AVY
Avery Dennison Corp
Industrial/Transportation
08/12/2016
Presented
Date | 08/10/2016 |
Price | $78.69 |
Market Cap | $7.14B |
Ent Value | $7.51B |
P/E Ratio | 23.48x |
Book Value | $10.76 |
Div Yield | 0.02% |
Shares O/S | 90.70M |
Ave Daily Vol | 730,099 |
Short Int | 4.37% |
Current
Price | $219.88 |
Market Cap | $17.70B |
Avery Dennison Corp. engages in the provision of labeling and packaging materials and solutions. It businesses include the production of pressure-sensitive materials and a variety of tickets, tags, labels and other converted products. The company operates its business through three segments: Pressure-Sensitive Materials, Retail Branding and Information Solutions, and Vancive Medical Technologies.
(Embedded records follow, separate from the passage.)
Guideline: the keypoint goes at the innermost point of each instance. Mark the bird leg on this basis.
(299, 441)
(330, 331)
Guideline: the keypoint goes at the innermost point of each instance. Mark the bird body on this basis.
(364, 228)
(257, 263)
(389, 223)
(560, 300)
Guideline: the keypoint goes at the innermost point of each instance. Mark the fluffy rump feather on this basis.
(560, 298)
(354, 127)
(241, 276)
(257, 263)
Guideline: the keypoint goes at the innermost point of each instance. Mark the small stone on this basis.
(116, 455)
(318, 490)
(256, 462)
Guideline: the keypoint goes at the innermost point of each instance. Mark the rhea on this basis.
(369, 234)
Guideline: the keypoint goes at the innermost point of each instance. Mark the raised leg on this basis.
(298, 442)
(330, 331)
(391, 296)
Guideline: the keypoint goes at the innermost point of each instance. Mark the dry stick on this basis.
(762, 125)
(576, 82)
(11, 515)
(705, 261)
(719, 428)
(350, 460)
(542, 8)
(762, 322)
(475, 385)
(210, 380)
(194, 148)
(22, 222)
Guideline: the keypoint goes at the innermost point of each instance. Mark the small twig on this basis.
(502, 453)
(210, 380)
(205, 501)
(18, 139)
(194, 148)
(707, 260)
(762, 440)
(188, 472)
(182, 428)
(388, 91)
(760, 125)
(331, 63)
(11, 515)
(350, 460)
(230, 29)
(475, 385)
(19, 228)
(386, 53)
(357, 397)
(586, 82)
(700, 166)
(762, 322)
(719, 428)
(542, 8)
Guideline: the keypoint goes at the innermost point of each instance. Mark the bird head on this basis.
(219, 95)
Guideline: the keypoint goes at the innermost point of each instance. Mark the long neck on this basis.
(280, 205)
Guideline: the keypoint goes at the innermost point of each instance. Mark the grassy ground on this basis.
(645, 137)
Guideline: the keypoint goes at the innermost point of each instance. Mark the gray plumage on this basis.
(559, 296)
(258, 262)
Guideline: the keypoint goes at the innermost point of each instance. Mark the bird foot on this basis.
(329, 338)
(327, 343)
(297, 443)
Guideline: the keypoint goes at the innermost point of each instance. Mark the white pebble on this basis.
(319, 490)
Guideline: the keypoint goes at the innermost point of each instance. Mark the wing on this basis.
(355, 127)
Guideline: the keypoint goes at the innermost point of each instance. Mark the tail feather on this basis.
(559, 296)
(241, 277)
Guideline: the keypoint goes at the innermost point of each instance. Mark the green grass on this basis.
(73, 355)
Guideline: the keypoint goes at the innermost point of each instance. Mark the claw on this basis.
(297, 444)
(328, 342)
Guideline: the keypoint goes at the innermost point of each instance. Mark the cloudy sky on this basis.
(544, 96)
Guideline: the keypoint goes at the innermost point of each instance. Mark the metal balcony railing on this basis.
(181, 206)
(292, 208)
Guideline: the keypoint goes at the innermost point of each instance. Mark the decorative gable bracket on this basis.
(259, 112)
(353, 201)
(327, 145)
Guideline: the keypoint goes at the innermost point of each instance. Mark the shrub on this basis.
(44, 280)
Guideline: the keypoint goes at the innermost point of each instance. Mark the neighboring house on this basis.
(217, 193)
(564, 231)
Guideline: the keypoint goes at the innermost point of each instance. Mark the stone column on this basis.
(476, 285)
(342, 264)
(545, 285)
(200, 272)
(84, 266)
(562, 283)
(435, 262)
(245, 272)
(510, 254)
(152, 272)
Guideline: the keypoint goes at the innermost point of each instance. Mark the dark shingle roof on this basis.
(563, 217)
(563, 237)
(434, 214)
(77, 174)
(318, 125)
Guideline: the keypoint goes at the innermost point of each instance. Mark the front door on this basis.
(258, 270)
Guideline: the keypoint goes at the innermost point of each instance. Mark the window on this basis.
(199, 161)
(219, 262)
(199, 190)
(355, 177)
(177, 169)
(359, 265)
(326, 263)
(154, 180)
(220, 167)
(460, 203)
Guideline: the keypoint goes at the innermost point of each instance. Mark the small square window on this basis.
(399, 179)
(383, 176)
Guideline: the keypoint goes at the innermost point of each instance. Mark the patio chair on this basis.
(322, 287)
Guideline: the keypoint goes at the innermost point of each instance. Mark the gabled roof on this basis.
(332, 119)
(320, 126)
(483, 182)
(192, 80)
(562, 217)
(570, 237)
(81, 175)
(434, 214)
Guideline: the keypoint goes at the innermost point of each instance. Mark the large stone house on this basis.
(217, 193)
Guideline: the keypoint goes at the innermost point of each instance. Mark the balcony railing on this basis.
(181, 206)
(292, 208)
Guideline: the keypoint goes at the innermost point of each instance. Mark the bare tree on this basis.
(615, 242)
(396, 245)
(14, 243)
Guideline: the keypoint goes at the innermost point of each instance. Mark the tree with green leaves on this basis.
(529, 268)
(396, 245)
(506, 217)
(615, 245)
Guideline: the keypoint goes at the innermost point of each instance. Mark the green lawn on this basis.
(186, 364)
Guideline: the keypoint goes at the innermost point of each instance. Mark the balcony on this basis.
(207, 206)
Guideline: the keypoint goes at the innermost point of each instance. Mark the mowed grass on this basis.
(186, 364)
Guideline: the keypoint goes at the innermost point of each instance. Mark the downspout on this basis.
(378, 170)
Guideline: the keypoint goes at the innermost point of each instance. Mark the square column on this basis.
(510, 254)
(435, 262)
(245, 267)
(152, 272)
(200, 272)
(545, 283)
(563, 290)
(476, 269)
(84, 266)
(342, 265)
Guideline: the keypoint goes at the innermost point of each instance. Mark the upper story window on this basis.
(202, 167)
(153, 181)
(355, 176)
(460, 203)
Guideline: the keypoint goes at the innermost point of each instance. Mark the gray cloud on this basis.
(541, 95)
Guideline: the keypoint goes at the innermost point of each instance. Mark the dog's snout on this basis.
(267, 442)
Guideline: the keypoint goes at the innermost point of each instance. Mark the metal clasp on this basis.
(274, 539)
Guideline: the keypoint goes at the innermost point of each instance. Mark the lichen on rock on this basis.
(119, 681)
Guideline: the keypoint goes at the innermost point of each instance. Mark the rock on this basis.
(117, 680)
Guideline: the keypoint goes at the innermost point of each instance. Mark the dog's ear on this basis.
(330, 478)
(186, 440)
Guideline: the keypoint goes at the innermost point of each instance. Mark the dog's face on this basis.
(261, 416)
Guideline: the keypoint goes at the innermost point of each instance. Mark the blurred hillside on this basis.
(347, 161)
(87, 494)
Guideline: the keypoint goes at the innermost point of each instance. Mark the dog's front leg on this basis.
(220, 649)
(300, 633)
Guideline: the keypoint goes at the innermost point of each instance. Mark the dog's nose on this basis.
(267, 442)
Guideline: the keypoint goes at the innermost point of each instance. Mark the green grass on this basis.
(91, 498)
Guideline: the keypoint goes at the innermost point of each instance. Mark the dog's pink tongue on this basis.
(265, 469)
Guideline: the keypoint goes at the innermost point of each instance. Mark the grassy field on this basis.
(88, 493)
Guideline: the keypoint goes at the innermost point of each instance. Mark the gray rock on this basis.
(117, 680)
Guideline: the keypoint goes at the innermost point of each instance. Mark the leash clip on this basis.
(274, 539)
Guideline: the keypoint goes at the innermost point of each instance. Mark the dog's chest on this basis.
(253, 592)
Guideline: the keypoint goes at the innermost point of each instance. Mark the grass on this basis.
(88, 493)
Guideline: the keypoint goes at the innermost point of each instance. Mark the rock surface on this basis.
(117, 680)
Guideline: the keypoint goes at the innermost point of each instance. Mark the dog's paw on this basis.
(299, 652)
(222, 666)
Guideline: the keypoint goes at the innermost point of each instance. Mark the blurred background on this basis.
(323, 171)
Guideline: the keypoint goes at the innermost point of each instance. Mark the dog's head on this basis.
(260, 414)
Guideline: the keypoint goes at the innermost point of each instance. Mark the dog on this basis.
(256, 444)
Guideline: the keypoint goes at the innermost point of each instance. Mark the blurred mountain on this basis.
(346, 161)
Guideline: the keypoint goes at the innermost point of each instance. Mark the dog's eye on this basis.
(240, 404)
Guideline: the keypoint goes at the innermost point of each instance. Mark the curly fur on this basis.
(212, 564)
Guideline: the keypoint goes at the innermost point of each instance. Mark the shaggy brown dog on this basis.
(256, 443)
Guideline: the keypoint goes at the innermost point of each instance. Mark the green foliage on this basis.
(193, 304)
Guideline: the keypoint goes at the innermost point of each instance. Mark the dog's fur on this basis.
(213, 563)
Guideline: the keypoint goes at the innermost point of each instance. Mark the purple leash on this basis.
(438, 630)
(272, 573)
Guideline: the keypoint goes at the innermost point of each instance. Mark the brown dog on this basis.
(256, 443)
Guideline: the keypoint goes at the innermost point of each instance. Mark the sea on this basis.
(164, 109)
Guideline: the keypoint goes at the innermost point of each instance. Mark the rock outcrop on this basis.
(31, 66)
The Pressure-Sensitive Materials segment provides pressure-sensitive labeling technology and materials, films for graphic and reflective applications, performance polymers, and specialty tapes. The Retail Branding and Information Solutions segment designs, manufactures, and sells brand and price tickets, tags and labels, and related services, supplies, and equipment. The Vancive Medical Technologies segment manufactures pressure-sensitive adhesive products for surgical, wound care, ostomy, and electro medical applications. The company was founded by R. Stanton Avery in 1935 and is headquartered in Glendale, CA. |
Publicly traded companies mentioned herein: 3M Co (MMM), Avery Dennison Corp (AVY), UPM-Kymmene OYJ (UPM1V FH)
Highlights
The presenter is short shares of Avery Dennison (AVY) at ~$79 (just under its 52-week high), and said he thinks the timing and risk/ reward are favorable. In 2011 when “everything was going wrong” the manufacturer and distributor of pressure-sensitive materials, tags, labels, etc. looked to be facing secular headwinds; however, “management has executed well over the past five years, divesting assets and restructuring the business to get the company on stable ground”. The trouble AVY faces today is more subtle than the secular risks seen in 2011, but could result in meaningful downside for shareholders. In his opinion, the stock is expensive at just over 18x 2017 EPS estimates ($4.30) and the margin benefits AVY has seen due to lower raw material costs (not productivity and cost cutting, as management claims) will abate and lead to push back from customers on pricing. At the same time, organic growth may slow and difficult comps over coming quarters should limit upside risk. If his bearish view plays out as expected, earnings will fall short of Street estimates by ~15%, and applying a mid-teens multiple to his $3.75/ share earnings forecast suggests the stock would be more fairly valued in the $50s.